Apart from the long delay before Hamilton received his DT in Valencia, we also have Massa crossing the pit exit line in Monaco and Barrichello throwing his steering wheel straight on the racing track. None of those incidents was even investigated! In the case of Rubens and the steering wheel, it was even admitted that they "forgot" to investigate it. There is many examples as well when a decision has taken very long time and very few examples when it have came fast.
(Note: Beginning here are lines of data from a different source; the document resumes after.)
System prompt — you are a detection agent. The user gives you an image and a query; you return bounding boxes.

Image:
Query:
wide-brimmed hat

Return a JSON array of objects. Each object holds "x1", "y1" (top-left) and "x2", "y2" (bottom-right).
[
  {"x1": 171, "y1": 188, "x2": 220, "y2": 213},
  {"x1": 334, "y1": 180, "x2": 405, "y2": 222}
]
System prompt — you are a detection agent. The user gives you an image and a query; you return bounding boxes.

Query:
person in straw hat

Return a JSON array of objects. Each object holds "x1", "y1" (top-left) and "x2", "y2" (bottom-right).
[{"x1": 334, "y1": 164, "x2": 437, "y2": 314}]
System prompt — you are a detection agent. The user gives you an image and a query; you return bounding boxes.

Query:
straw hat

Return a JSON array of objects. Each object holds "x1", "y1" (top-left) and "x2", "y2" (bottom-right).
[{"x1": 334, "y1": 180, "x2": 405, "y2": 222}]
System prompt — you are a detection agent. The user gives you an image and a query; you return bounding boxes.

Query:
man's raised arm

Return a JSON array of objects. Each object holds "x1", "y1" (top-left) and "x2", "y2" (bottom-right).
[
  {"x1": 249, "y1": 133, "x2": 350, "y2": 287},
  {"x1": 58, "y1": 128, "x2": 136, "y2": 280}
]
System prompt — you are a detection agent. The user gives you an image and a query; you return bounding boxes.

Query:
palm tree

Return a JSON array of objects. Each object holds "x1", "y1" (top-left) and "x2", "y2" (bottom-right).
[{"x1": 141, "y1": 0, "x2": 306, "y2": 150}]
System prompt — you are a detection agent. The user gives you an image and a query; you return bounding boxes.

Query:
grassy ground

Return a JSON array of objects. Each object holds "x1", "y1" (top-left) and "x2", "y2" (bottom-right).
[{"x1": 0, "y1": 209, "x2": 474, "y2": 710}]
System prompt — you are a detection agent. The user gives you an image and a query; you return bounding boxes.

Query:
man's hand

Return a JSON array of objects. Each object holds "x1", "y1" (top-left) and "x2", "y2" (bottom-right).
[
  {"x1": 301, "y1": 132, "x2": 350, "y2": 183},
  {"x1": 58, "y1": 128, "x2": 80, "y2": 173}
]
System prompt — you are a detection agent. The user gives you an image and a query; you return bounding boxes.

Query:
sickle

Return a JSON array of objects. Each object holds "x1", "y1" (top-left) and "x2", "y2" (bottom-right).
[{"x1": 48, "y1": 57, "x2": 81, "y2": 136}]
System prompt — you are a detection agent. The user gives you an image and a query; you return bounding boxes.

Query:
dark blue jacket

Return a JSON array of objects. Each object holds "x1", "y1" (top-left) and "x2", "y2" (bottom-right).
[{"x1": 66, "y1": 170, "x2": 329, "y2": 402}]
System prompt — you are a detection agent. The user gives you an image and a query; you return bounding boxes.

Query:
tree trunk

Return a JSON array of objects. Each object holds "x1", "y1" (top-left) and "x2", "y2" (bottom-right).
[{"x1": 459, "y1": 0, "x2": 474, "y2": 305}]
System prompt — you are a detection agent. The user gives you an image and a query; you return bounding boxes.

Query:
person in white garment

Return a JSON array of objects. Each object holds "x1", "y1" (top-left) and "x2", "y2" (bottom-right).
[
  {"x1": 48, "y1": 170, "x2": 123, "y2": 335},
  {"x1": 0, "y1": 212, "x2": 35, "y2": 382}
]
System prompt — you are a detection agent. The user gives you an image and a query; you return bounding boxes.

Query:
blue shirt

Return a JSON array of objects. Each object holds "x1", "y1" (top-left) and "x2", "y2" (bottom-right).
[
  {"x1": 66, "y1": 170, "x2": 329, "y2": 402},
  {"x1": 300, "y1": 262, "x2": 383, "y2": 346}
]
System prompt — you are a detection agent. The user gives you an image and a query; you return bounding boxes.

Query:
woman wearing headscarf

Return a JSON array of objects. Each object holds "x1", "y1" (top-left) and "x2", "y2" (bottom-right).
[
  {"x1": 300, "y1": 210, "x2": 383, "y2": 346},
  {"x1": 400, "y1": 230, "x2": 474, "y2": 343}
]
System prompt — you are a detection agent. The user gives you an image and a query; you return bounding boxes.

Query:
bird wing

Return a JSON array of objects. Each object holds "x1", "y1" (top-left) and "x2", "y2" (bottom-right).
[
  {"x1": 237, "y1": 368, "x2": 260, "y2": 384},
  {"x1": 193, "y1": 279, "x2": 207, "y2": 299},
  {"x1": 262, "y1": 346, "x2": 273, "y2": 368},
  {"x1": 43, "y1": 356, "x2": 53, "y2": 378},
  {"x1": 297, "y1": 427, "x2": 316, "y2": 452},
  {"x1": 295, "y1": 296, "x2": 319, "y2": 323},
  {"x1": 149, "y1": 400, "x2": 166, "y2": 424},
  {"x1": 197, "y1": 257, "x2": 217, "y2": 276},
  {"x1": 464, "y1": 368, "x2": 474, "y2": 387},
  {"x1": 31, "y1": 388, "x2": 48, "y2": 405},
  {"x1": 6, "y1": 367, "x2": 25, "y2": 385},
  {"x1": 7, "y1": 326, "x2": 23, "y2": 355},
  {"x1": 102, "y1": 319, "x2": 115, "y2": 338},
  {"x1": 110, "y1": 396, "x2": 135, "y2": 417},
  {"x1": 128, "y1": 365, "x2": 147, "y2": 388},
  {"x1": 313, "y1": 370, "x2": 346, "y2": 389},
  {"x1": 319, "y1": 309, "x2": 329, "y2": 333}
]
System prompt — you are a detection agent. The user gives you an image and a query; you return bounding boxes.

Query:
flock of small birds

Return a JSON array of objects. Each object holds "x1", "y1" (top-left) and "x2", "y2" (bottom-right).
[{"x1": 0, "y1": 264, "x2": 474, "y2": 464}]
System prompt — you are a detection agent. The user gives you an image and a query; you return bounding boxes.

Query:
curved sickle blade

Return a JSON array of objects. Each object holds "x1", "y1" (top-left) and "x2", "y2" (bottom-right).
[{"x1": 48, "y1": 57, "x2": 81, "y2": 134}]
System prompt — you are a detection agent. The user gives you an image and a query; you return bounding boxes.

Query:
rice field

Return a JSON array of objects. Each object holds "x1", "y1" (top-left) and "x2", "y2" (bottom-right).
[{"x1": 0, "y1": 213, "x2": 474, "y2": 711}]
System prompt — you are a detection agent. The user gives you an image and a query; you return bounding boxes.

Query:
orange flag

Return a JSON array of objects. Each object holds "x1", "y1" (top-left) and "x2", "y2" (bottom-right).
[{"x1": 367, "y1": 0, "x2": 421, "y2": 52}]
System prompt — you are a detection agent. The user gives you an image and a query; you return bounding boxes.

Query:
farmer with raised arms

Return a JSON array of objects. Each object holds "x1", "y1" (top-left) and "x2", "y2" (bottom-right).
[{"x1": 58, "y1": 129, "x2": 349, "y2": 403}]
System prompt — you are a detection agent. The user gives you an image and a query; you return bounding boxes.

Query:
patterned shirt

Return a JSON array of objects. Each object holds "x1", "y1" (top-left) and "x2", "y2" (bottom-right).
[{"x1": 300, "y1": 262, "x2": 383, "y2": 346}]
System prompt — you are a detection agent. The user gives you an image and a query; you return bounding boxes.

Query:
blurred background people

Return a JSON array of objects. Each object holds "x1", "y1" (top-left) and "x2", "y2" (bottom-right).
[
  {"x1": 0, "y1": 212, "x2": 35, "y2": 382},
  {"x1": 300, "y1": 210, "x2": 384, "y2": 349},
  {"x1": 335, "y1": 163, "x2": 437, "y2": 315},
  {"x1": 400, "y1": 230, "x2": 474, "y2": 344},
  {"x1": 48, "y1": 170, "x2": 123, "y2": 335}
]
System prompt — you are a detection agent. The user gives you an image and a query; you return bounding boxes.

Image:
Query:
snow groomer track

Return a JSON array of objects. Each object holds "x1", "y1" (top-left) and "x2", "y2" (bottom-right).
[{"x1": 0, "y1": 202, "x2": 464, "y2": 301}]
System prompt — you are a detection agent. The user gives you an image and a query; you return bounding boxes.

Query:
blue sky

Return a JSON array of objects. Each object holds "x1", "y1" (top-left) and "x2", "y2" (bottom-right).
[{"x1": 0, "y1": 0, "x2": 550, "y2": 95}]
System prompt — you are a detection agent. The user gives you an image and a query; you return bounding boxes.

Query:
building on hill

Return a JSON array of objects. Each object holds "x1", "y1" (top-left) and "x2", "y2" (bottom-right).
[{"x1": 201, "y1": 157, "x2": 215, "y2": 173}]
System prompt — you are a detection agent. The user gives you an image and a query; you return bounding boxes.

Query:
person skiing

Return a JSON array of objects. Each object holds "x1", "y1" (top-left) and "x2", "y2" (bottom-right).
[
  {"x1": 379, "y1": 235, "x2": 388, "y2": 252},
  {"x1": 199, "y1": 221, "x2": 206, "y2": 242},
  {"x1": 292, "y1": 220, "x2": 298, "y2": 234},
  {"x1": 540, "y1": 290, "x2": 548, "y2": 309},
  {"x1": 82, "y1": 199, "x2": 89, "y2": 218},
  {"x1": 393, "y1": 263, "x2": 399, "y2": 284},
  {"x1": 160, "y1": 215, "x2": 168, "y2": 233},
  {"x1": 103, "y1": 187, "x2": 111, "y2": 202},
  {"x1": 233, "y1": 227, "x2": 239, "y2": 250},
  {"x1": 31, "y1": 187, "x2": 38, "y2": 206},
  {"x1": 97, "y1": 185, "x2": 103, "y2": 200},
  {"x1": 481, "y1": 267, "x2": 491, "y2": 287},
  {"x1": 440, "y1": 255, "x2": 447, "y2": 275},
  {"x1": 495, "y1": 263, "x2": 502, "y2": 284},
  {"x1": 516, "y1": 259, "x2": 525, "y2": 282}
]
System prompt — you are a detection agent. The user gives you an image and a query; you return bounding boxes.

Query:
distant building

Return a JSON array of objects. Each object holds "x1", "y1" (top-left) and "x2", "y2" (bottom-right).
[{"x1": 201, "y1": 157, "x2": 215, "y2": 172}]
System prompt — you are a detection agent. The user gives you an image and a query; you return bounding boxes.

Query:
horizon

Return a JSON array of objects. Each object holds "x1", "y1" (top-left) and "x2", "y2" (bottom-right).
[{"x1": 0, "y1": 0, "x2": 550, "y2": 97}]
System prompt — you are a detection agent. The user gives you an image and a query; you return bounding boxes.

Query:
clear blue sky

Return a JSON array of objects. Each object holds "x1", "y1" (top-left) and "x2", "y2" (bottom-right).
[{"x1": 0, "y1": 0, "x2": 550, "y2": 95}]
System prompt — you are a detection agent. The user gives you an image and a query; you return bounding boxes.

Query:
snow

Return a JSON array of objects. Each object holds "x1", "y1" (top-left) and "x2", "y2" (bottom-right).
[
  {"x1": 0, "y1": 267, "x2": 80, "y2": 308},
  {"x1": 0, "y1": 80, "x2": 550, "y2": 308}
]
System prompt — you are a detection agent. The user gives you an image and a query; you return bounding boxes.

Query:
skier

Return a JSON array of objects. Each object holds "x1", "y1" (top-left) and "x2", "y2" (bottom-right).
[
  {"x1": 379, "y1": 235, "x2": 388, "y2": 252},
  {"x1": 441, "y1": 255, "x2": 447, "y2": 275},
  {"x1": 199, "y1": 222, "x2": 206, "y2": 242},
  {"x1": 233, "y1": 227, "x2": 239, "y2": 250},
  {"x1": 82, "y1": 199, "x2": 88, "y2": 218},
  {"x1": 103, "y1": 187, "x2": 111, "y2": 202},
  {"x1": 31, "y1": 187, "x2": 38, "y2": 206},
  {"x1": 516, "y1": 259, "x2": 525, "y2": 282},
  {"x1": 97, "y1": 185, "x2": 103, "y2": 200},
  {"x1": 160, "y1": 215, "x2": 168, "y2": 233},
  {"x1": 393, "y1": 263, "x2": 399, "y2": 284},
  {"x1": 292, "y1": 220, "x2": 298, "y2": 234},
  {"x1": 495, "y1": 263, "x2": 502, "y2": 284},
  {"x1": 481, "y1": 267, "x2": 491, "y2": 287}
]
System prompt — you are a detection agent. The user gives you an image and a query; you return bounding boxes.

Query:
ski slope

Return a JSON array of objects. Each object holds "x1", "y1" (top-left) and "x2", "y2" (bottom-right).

We also have the story by Mark Hughes, were he writes (regarding the Valencia incident) :
QUOTE
"Whiting was reluctant to subjectively apply a different penalty - because doing that would establish a new precedent: that the outcome of the race should be at the whim of whatever the race director wished it to be. Then every decision he made would be liable to be seen as 'manipulation."
From what I understand, giving out penalties is the job of the stewards? Can Charlie do it himself? In what cases would that apply? Can he overturn a decision from the stewards?
Apart from Charlie, what "other FIA personnel" is there in race control and what are their roles?
I am genuinely curious.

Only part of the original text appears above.